Remember that your tub’s plumbing system isn’t intended to handle feces. If you don’t remove all solid feces before opening the drain, you could end up requiring a plumber.

Clean The Tub

After the tub has emptied, clean the interior of the tub vigorously to remove any obvious or hidden fecal debris.

I like to clean in a non-toxic manner, especially in areas where my child would come into contact. However, rather than bleach, I think it’s worth using a gentle store-bought cleaner, such as castile soap or Bon Ami powder, and giving it a good rinse afterward if you’re cleaning excrement. Try to do this as soon as possible after the occurrence.

White vinegar, which is a natural antibacterial, is another option.

Scrub the whole bath thoroughly, especially the edges and nooks near the drain.

Wash Your Baby Again

You can re-run the faucet and try bath time again if you need to or were not far enough into the bath to give your kid the last rinse.

You may be feeling a little ‘pooped’ at this stage… No one will blame you if you give your child a shorter, toy-free bath this time before cuddling them into a towel and getting them ready for bed.

Clean the Bathroom Properly

Yes, if the tub has been pooped in, you should scrub it. However, you may need to sanitize the bathroom as well.

If your child’s feces was less than solid or not like his or her “regular” stool, it might be a symptom of a bacterial illness.

Because runny feces spread far more quickly via water than solid poop, you’ll need to treat anything that has been splashed as contaminated.

Scrub anything that came into contact with the water after the bath, including the tiles around the bath, the sides of the bath, the faucets and cover, and so on. Also, make sure to rinse it!
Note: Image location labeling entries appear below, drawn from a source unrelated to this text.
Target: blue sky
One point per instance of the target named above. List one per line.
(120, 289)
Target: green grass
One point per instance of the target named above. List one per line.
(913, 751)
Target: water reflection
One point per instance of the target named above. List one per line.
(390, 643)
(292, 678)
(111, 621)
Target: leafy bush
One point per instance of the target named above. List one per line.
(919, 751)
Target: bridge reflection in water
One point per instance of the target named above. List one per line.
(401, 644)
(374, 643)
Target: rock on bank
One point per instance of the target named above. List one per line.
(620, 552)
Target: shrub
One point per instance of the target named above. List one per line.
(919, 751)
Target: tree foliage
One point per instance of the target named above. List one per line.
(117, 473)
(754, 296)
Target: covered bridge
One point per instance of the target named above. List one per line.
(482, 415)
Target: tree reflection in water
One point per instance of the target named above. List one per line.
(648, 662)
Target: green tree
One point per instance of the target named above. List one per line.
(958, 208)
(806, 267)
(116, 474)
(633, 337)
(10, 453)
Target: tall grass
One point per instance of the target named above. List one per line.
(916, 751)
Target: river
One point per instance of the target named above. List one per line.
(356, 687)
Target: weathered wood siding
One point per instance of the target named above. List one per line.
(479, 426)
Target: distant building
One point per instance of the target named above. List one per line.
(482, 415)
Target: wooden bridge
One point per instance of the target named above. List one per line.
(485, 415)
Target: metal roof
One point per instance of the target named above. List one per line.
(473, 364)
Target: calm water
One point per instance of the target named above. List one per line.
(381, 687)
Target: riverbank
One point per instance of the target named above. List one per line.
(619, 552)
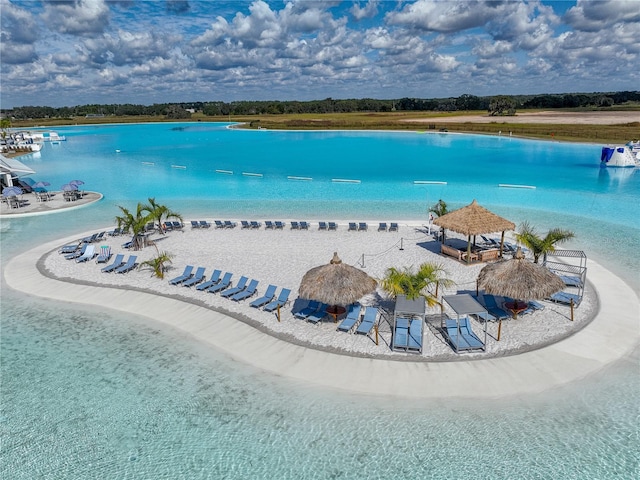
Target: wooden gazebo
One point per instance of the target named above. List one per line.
(474, 220)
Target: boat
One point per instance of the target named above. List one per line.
(621, 155)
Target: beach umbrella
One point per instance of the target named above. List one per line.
(11, 191)
(474, 220)
(336, 283)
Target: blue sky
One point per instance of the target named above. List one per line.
(124, 51)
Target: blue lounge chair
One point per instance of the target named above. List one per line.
(222, 284)
(353, 315)
(130, 265)
(105, 254)
(319, 314)
(369, 319)
(311, 307)
(401, 334)
(266, 298)
(181, 278)
(281, 301)
(491, 305)
(215, 278)
(247, 292)
(117, 262)
(415, 335)
(197, 278)
(77, 253)
(240, 286)
(88, 254)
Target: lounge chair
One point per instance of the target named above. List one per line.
(88, 254)
(130, 265)
(311, 307)
(247, 292)
(222, 284)
(117, 262)
(266, 298)
(105, 255)
(491, 305)
(181, 278)
(353, 315)
(215, 278)
(369, 319)
(197, 278)
(401, 334)
(281, 301)
(78, 253)
(240, 286)
(319, 314)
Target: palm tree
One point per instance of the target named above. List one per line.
(541, 245)
(160, 213)
(157, 264)
(135, 224)
(415, 284)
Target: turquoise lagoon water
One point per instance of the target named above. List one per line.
(95, 394)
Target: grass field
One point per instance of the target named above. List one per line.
(420, 121)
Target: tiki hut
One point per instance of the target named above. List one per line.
(519, 279)
(474, 220)
(336, 283)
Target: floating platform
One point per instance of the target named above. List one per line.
(511, 185)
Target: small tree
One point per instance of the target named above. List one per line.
(541, 245)
(415, 284)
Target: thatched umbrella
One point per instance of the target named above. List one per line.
(519, 279)
(474, 220)
(336, 283)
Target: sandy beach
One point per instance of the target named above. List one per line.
(531, 348)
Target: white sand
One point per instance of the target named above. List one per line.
(281, 257)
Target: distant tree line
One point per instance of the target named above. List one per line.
(496, 105)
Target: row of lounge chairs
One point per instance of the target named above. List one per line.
(222, 284)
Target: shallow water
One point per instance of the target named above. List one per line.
(97, 394)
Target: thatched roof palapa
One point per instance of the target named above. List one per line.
(519, 279)
(336, 283)
(474, 220)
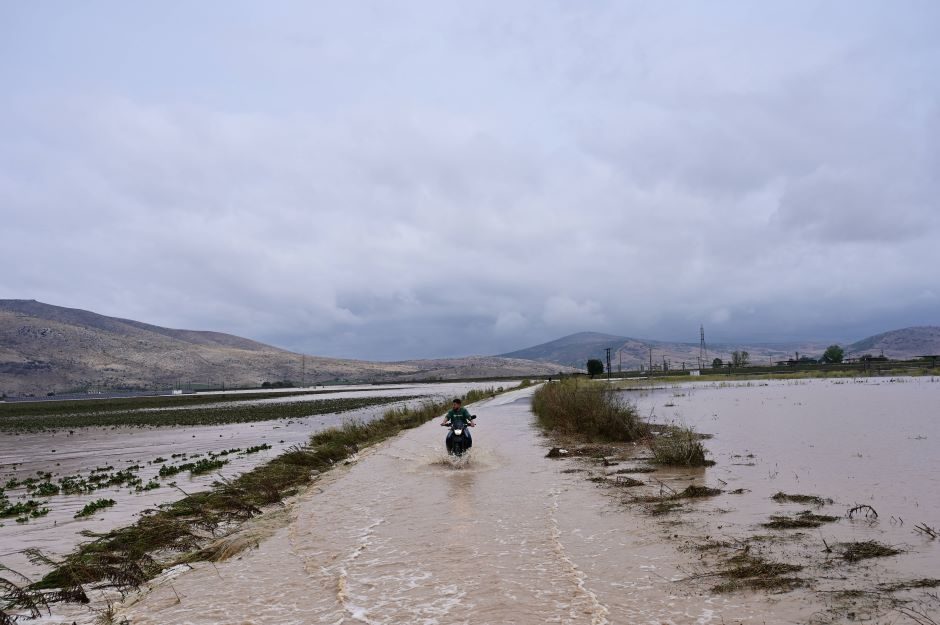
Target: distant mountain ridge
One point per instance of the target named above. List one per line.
(51, 348)
(631, 353)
You should also carefully clean any bath toys that were used. Remove any apparent poop lumps with paper towels before carefully washing them and letting them air dry, ideally in the sun.

Avoid This Poopy Situation

If this dreadful cycle becomes a regular occurrence in your home, try changing bath time to fit your child’s toileting habits.

The digestive systems of babies operate naturally, and the need to defecate is high just after they eat. Allow additional time for your child to digest (and poop in their diaper) after their evening feed if they poop in the bathtub.

Keep an eye out for indicators that a second child is on the way. A hard belly, reddening of the cheeks, and grimacing are among them.

It’s a bit different if your potty-trained kid pees and poos in the bathtub.

Make sure their potty setup is simple for kids to use. Potty training essentials are easy-to-pull-down trousers, an accessible toilet, and a step stool to reach the toilet. Encourage your baby to try to ‘go’ before entering the bath.

If your kid is still pooping in the bath on a regular basis, kindly discuss their pooping issues with them. Social stories or story books that encourage pooping in the potty might also be beneficial.

Babies Pooping in the Bath Tub 

Hopefully, this guide on how to cope with bathing and poos is simple and straightforward.